Appraisal myths & facts
By law, an appraiser is required to be state-licensed to perform appraisals for federally-backed purchases. The law entitles you to acquire a copy of your completed appraisal report from your lending agency after it has been produced. Contact our professional staff if you have any concerns about the appraisal procedure.
Myth: Assessed value generally will be equal to market value.
Fact: It is possible that South Carolina, like most states, supports the common myth that the assessed value equates to the market value; however, this certainly varies based on state-to-state. Examples include when interior reconstruction has happened and the assessor is unaware of the improvements, or when homes in the vicinity have not been reassessed for an prolonged period of time.
Myth: Depending on whether the appraisal is ordered for the buyer or the seller, the value of the house will vary.
Fact: The appraised value of the property does not affect the salary of the appraiser; as such, the appraiser has no pressured interest in the cost of the home. What this means is he will complete his task with impartiality and independence regardless for whom the appraisal is conducted.
Myth: The replacement value of the house will be is on par with the market value.
Fact: Without any influence from any different parties to purchase or sell, market value is what a willing buyer would pay a willing seller for a particular property. Replacement value is the dollar amount necessary to reconstruct a house in-kind.
Myth: There are certain ways that appraisers use to determine the opinion of value of a property, such as the price per square foot.
Fact: Appraisers make a detailed analysis of all factors pertaining to the cost of a home, including its location, condition, size, proximity to facilities and recent worth of comparable homes.
Myth: As homes increase their worth by a certain percentage - in a robust economic state - the homes nearby are expected to increase by the same amount.

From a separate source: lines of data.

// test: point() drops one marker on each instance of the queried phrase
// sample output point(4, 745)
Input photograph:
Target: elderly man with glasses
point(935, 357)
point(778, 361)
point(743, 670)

Fact: Price appreciation of a specific home must be determined on a case-by-case basis, factoring in data on comparable homes and other relevant considerations. It doesn't matter if the economy is on the rise or declining.
Have other questions about appraisers, appraising or real estate in Greenville County or GREENVILLE, South Carolina?Contact True South Appraisals, LLC
Myth: The property's outside is determinate of the actual value of the property; it is unnecessary to do an interior inspection.
Fact: Property worth is concluded by a number of factors, including - but not limited to - area, condition, improvements, amenities, and market trends. Obviously, none of these things can be derived just by viewing the house from the outside.
Myth: Because consumers fund appraisals when applying for loans to purchase or refinance their property, they legally own their appraisal report.
Fact: The document is, in fact, legally owned by the lending agency - unless the lender "releases its interest" in the appraisal report. Home buyers must be provided with a version of the document upon written request due to the Equal Credit Opportunity Act.
Myth: Consumers need not care about what is in their appraisal report so long as it meets the needs of their lending company.
Fact: A consumer should definitely look through their appraisal; there could be some questions or some concerns with the accuracy of the report that should be addressed. Remember, this is probably the most expensive and important investment a consumer will ever make. Also, the report makes an invaluable record for future reference, filled with useful and often-revealing information - including, but not limited to, the legal and physical description of the property, square footage measurements, list of comparable properties in the neighborhood, neighborhood description and a narrative of current real-estate activity and/or market trends in the vicinity.
Myth: Appraisers are hired only to estimate home values in house sales involving mortgage-lending deals.
Fact: Based upon their qualifications and designations, appraisers can and may provide a variety of services, including advice for estate planning, dispute resolution, zoning and tax assessment review and cost/benefit analysis.
Myth: A house inspection serves the same purpose as an appraisal.
Fact: A home inspection has a completely different purpose than an appraisal report. An appraiser finds an opinion of value in the appraisal process and resulting report. A home inspector determines the condition of the house and its major components and reports their findings.